Chapter Four: Synthesis
Filters are normally used to remove specific frequency components from a complex sound, hence the technique is often called subtractive synthesis, mentioned previously . This is not an entirely accurate description, since filters may also add energy to portions of the spectrum. Most analog synthesizers of the '70's and '80's came with the following four basic filter types (they are carried forward today on digital instruments with many variations): Lowpass, Highpass, Bandpass and Notch (sometimes called Band Reject). Lowpass filters cut off high frequencies, pass low frequencies. Highpass filters cut off low frequencies and pass high frequencies. Bandpass filters pass a certain width or band of frequencies and cut off frequencies on either side of the band. And Notch filters cut out a notch or band in the center and passes frequencies to either side of the notch or band.

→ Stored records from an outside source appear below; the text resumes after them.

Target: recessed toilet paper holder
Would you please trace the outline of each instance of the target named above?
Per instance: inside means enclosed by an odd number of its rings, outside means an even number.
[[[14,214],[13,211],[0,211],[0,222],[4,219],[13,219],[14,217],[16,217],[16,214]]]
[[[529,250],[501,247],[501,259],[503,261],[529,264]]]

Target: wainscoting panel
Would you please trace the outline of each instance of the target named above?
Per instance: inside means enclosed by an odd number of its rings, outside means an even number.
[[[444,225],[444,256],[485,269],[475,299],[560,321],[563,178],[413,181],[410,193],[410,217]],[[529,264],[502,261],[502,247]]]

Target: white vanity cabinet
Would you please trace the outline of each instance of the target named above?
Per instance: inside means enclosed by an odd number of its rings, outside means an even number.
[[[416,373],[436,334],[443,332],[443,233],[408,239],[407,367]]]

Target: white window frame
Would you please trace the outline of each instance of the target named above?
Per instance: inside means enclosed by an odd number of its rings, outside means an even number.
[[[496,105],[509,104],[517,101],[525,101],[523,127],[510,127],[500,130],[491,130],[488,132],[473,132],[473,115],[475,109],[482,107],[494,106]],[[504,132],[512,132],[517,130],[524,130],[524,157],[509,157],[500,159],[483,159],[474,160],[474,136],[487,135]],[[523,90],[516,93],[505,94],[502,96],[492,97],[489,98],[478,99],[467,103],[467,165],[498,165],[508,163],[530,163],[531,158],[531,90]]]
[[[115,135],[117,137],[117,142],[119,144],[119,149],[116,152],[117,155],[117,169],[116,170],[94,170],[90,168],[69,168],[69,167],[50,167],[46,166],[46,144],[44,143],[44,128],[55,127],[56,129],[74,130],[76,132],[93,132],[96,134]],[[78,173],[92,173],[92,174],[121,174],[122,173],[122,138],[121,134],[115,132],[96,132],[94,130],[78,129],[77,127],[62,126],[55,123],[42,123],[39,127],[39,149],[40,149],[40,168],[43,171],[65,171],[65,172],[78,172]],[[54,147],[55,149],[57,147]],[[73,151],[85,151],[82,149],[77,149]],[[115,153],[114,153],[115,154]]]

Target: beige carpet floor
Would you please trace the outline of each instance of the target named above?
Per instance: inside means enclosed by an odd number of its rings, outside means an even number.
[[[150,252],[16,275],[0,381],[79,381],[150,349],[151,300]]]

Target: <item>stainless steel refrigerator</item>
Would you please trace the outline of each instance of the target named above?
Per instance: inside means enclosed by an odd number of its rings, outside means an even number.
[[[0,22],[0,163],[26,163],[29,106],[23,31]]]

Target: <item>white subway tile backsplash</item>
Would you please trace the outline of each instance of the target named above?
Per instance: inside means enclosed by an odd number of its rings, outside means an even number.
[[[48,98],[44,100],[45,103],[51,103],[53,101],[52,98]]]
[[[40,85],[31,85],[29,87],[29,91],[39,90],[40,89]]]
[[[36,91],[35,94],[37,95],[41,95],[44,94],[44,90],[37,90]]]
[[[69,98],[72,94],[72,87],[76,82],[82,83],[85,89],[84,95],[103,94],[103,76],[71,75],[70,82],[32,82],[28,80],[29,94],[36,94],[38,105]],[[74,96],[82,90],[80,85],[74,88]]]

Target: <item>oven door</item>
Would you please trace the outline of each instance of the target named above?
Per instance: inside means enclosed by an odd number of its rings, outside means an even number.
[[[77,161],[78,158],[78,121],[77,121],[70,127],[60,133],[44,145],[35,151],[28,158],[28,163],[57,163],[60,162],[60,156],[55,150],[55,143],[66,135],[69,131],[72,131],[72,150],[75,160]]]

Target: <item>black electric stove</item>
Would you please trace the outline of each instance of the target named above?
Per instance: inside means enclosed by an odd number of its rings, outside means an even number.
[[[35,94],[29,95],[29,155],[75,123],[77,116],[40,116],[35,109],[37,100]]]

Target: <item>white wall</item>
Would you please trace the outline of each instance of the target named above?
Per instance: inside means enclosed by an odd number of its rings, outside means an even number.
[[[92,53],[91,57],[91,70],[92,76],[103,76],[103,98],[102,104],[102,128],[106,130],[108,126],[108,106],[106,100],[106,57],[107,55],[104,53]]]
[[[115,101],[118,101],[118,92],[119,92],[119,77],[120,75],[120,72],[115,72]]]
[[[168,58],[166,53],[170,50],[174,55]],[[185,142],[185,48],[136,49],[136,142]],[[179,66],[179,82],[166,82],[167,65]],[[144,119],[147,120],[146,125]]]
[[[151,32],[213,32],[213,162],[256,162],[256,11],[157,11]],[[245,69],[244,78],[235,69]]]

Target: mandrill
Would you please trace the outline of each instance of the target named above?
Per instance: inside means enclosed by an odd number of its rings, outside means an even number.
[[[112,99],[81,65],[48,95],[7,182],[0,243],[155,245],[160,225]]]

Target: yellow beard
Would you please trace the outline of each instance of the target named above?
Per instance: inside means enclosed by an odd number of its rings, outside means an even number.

Looking at the graphs above, you will notice that most filters do not suddenly cut off sound at a specific frequency. Rather, they "roll off" the frequencies gradually, for example 12 dB's per octave. We specify a cutoff frequency (c.o.f.) at the point a specific frequency component would have lost approximately half the power (-3 dB) of unaffected frequencies, often refered to as the half-power point. A common synthesis technique is to sweep the cutoff frequency up or down to provide a 'spectral shape' to a sound over time. Cutoff frequencies are usually controlled by an envelope generator or an oscillator (timbre modulation). The portion of the sound not reduced by 3 dB power or more is called the passband, while the rolled-off portion from -3 dB down to -infinity is called the stopband.